Choosing: model vs skill vs tool
When an agent isn’t doing what you want, the fix usually lands in one of three places: the model (raw capability), a skill (reusable instructions), or a tool (an action in the outside world). Knowing which lever to pull saves time and cost.
The three levers
| Lever | What it changes | Reach for it when… |
|---|---|---|
| Model | How capable, fast, and expensive the agent’s reasoning is. | The task is genuinely hard, or responses are too slow/costly for what they need to be. |
| Skill | A reusable bundle of instructions the agent loads when a request matches it. | You want consistent behavior you’ll reuse across agents or requests. |
| Tool | An action that touches the outside world (search, send, fetch, run). | The agent needs to do something or get information it doesn’t already have. |
How to decide
Work through these in order — the cheapest fix first:
- Is the agent missing an action or live data? Add a tool. No amount of prompting lets a model send an email or read today’s records on its own.

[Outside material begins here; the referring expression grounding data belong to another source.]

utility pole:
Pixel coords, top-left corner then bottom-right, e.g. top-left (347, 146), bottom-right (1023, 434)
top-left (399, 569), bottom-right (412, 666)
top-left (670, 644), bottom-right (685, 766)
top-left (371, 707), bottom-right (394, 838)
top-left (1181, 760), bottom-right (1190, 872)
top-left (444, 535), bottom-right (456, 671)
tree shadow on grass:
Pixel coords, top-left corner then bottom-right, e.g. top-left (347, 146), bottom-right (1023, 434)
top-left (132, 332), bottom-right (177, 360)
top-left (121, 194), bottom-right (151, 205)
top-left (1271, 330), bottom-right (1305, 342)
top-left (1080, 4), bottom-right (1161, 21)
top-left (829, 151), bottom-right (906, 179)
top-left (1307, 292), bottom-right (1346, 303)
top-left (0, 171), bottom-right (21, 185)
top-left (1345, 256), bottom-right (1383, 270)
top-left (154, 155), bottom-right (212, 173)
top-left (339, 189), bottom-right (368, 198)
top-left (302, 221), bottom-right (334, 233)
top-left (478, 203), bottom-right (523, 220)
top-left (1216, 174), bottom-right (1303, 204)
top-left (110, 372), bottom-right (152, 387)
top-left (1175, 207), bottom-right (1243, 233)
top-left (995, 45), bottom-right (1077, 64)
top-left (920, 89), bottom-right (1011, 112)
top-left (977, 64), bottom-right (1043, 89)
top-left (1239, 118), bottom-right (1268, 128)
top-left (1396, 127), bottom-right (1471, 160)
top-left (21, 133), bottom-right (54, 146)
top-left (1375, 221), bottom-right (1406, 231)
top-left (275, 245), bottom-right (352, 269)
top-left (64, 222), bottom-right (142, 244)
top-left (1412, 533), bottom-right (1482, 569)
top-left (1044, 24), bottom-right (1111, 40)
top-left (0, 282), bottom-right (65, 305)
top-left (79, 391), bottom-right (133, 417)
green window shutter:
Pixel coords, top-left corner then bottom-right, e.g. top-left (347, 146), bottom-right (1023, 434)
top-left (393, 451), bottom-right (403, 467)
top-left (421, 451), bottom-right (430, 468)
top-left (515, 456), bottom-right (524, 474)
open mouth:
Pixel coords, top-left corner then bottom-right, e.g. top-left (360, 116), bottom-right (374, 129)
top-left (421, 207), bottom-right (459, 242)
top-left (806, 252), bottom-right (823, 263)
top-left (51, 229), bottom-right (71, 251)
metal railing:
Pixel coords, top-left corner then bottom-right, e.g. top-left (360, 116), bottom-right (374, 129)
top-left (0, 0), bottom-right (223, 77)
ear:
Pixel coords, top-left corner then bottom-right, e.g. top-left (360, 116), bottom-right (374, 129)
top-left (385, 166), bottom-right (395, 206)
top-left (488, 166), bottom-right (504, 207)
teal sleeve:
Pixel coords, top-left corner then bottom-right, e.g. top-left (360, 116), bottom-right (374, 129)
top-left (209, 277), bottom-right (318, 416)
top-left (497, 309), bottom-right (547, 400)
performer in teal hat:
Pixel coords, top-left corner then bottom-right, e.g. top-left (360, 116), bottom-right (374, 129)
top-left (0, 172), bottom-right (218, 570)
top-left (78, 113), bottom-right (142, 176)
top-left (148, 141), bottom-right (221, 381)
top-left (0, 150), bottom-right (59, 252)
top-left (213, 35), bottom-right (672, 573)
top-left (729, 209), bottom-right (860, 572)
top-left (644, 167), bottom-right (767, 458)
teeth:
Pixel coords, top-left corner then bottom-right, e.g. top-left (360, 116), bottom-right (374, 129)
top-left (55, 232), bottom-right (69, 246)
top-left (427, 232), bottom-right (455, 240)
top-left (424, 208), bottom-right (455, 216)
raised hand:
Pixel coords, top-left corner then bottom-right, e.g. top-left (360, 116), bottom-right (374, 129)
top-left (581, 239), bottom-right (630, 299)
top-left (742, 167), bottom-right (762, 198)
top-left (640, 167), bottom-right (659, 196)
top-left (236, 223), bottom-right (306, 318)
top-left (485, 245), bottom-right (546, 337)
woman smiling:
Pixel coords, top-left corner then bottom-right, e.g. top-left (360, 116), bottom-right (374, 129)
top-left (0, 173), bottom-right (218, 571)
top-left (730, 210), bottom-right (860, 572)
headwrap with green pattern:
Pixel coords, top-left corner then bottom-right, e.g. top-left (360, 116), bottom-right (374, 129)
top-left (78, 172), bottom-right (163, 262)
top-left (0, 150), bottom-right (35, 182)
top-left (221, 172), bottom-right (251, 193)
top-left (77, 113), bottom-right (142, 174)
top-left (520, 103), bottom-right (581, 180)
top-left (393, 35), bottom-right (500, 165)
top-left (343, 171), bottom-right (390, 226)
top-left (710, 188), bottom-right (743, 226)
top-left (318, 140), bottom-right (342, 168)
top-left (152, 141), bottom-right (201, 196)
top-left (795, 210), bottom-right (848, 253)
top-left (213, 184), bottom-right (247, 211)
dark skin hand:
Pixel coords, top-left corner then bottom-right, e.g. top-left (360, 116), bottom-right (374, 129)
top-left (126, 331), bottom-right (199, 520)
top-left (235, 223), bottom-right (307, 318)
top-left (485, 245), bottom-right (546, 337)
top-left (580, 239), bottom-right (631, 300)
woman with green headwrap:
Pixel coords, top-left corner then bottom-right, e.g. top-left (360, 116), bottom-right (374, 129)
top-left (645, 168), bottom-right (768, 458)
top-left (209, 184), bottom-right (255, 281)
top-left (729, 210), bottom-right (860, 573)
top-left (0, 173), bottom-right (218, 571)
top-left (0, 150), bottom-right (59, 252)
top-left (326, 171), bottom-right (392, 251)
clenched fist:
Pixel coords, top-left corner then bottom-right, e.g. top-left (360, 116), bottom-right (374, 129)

- Is the behavior right but inconsistent, or repeated across agents? Use a skill so the same instructions apply every time, in one place.
- Is the reasoning itself falling short on real tasks? Move up to a stronger model — but only after confirming it’s a capability gap, not a prompt or knowledge gap.
Don’t reach for the model first
Upgrading the model is the most expensive lever and often the wrong one. Many “the model isn’t smart enough” problems are really:
- Unclear instructions — fix with better instructions.
- Missing context — fix with a knowledge base.
- A missing action — fix with a tool.
Skill vs. inline instructions
Both shape behavior, but a skill is reusable and centrally maintained. Prefer a skill when:
- The same behavior is needed across multiple agents.
- The instructions are long enough to clutter the system prompt.
- You want to update the behavior in one place.
Keep behavior inline when it’s unique to one agent and short.